Why change agency roster mid-COVID?
Ronson clearly considered an agency review after landing at Coles but has sidelined that agenda for now. She added DDB and TBWA, the creative agencies working on Coles Financial Services - which is also under her marketing remit - to the supermarkets roster. "I just felt it would be an unfair thing to do to the industry, to get people to pitch on Coles whilst they were working from home," she says. "So rather than do that, I just went to my bench with my financial services roster. Big Red will still take the lead but given the volume of communication that we're doing at the moment, we needed additional resources. As I said, I didn't want to do a pitch because I didn't think it was right so I went to our existing agency roster who are excellent agencies and they will help us through this period and beyond. At the moment it's to cope with volume."

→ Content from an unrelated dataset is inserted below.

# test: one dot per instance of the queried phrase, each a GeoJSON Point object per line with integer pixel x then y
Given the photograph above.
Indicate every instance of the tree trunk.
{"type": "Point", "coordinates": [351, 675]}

Each-way bet: Brand v performance; emotion v rational
As Suncorp's CMO Mim Haysom upweights marketing investment into brand building, and HiPages Stuart Tucker swings strongly back to performance marketing through COVID, Ronson is having a bet both ways. "The answer is it has to be both," she says. "Because we've got a very unique role in the community and Australia at the best of times and it's probably even more pronounced in times like this, given we're an essential service. It's important to keep the hope, if you like, and have some joy. So you've seen us talking about Easter, hot cross buns, Easter eggs, Easter hunts and what to cook around Easter, even though it's going to be very different.
"Having those emotional messages and things like having Curtis Stone say thankyou to our customers and our staff, those emotional pieces are really important. But then it's also about the rational in terms of our community service announcements, and our specials and promotions and trying to lower the cost of everyday living. That's how it's both for us."